The Iraqi Cabinet agreed Tuesday to amend a draft agreement governing the status of U.S. forces in Iraq. The changes introduce provisions that the U.S. military is unlikely to accept.
Among other things, the amendments would give Iraqi authorities the right to determine whether a U.S. service member was on- or off-duty when he or she committed an alleged crime outside American bases. It also would allow authorities to inspect all U.S. cargo entering the nation.
Iraqi politicians see the changes as a way to preserve Iraqi sovereignty.
The amendments were made to “preserve the basic principles and the sovereignty of Iraq and its supreme interests,” said government spokesman Ali al-Dabbagh in a statement.
The government, he said, has no “third option.”
U.S. officials have described the original draft agreement, which would replace the United Nations mandate for U.S. military operations in Iraq, as final, and the Iraqi amendments are likely to push negotiations between Iraq and the U.S. to an impasse.
In Washington Tuesday, senior U.S. military officials said that while they were unaware of the proposed changes, the Pentagon very likely would reject them.

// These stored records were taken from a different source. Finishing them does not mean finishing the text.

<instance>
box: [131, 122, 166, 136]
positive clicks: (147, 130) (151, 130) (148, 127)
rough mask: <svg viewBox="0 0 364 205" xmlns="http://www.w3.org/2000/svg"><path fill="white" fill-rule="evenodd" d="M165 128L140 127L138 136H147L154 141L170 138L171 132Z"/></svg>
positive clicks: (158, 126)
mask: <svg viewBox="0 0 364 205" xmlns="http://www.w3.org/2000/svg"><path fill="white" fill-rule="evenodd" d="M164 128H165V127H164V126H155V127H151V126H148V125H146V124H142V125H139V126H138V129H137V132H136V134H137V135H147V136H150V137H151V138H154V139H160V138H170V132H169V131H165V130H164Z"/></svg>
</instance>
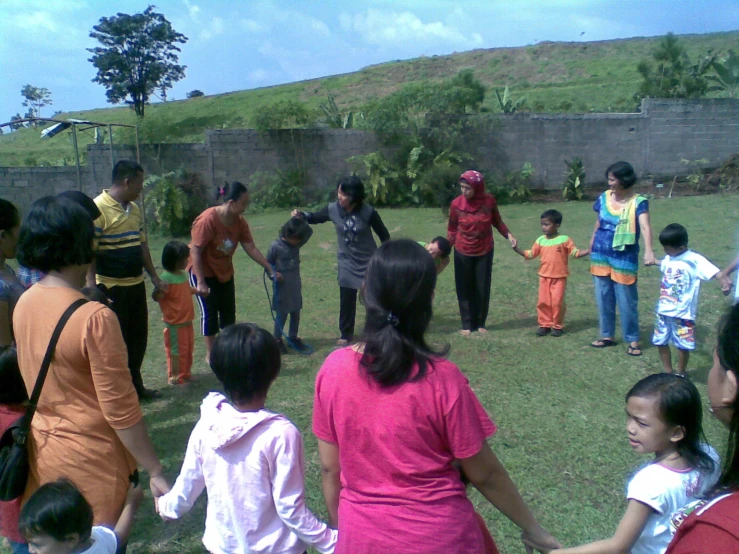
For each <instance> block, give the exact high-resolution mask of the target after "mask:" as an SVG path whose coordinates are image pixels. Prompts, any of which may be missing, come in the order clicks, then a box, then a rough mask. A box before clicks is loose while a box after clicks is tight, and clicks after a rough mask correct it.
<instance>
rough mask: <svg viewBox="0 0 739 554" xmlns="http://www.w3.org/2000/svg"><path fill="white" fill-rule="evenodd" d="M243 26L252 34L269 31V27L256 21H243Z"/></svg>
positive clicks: (242, 19)
mask: <svg viewBox="0 0 739 554" xmlns="http://www.w3.org/2000/svg"><path fill="white" fill-rule="evenodd" d="M241 26H242V27H243V28H244V29H246V30H247V31H249V32H250V33H261V32H263V31H267V30H268V29H269V27H267V26H266V25H263V24H262V23H259V22H258V21H255V20H254V19H242V20H241Z"/></svg>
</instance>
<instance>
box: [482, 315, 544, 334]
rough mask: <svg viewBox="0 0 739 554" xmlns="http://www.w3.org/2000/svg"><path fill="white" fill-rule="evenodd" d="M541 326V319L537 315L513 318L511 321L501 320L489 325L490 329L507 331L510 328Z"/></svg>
mask: <svg viewBox="0 0 739 554" xmlns="http://www.w3.org/2000/svg"><path fill="white" fill-rule="evenodd" d="M538 326H539V320H538V319H536V317H535V316H529V317H524V318H521V319H512V320H509V321H501V322H500V323H495V324H493V325H488V326H487V330H488V331H507V330H510V329H529V328H531V329H534V328H536V327H538Z"/></svg>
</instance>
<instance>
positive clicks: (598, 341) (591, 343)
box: [590, 339, 616, 348]
mask: <svg viewBox="0 0 739 554" xmlns="http://www.w3.org/2000/svg"><path fill="white" fill-rule="evenodd" d="M590 346H592V347H593V348H608V347H609V346H616V342H615V341H613V340H611V339H598V340H596V341H593V342H591V343H590Z"/></svg>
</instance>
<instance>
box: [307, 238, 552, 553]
mask: <svg viewBox="0 0 739 554" xmlns="http://www.w3.org/2000/svg"><path fill="white" fill-rule="evenodd" d="M436 281H437V273H436V264H435V263H434V261H433V258H431V256H429V255H428V252H427V251H426V250H425V249H424V248H423V247H422V246H421V245H419V244H418V243H417V242H414V241H412V240H409V239H400V240H395V241H392V240H391V241H388V242H386V243H384V244H383V245H382V246H380V247H379V248H378V249H377V251H376V252H375V253H374V254H373V256H372V258H371V259H370V262H369V265H368V267H367V273H366V275H365V281H364V283H365V284H364V289H363V298H364V305H365V308H366V311H367V316H366V320H365V325H364V333H363V335H362V338H363V342H360V343H357V344H355V345H354V346H351V347H347V348H342V349H340V350H336V351H334V352H333V353H332V354H331V355H329V357H328V358H327V359H326V361H325V362H324V363H323V365H322V366H321V369H320V370H319V372H318V375H317V376H316V384H315V395H314V403H313V433H314V434H315V435H316V437H317V439H318V454H319V457H320V461H321V469H322V476H323V495H324V499H325V501H326V507H327V510H328V515H329V524H330V525H332V526H338V531H339V539H338V543H337V545H336V550H335V554H347V553H349V554H354V553H356V552H363V553H364V552H392V554H415V553H419V552H454V553H460V554H461V553H465V554H466V553H473V552H474V553H476V554H477V553H481V552H485V548H487V546H486V543H485V538H484V532H483V528H482V526H481V525H480V522H479V518H477V516H475V509H474V506H473V505H472V502H470V500H469V499H468V498H467V493H466V491H465V485H464V483H463V482H462V479H461V478H460V472H459V470H458V469H457V466H459V467H461V469H462V471H463V472H464V474H465V475H466V476H467V478H468V479H469V481H470V482H471V483H472V485H474V486H475V487H476V488H477V489H478V490H479V491H480V492H481V493H482V494H483V495H484V496H485V498H486V499H487V500H488V501H490V502H491V503H492V504H493V505H494V506H495V507H496V508H498V509H499V510H501V511H502V513H503V514H505V515H506V516H507V517H508V518H509V519H510V520H511V521H512V522H513V523H515V524H516V525H517V526H518V527H520V528H521V530H522V531H523V535H522V538H523V539H525V540H526V541H527V542H528V543H530V544H531V545H533V547H535V548H537V549H539V550H544V549H545V550H551V549H554V548H558V547H559V546H560V544H559V543H558V542H557V540H556V539H554V537H552V536H551V535H550V534H549V533H548V532H547V531H545V530H544V529H543V528H542V527H541V525H539V523H538V522H537V521H536V518H535V517H534V516H533V514H532V513H531V511H530V510H529V508H528V507H527V505H526V503H525V502H524V500H523V499H522V498H521V496H520V494H519V492H518V489H517V488H516V486H515V485H514V483H513V481H511V478H510V477H509V475H508V473H507V472H506V470H505V468H504V467H503V465H502V464H501V462H500V461H499V460H498V458H497V457H496V456H495V454H494V453H493V451H492V450H491V448H490V445H489V444H488V440H487V439H488V438H489V437H490V436H492V435H493V434H494V433H495V430H496V427H495V424H494V423H493V422H492V420H491V419H490V417H489V416H488V414H487V413H486V412H485V409H484V408H483V406H482V404H481V403H480V401H479V399H478V398H477V396H475V393H474V392H473V390H472V389H471V388H470V384H469V382H468V381H467V378H466V377H465V376H464V374H463V373H462V371H460V369H459V368H458V367H457V366H456V365H454V364H453V363H452V362H450V361H449V360H447V359H445V357H444V356H445V354H446V351H447V350H448V349H445V350H442V351H441V352H437V351H434V350H432V349H431V348H430V347H429V346H428V344H427V343H426V339H425V333H426V330H427V328H428V325H429V322H430V321H431V317H432V314H433V309H432V304H433V294H434V289H435V287H436Z"/></svg>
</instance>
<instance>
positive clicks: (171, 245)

“We are very comfortable with the draft sent forward,” a senior U.S. military official said Tuesday, speaking on the condition of anonymity because he wasn't authorized to discuss the negotiations publicly. “But the longer we wait, the more in peril this gets.”
The Iraqi Parliament must approve any agreement, so if the Americans don't accept the proposed Iraqi changes, the Cabinet will have to decide whether to submit the agreement to the parliament as it stands, which could doom its chances of passage.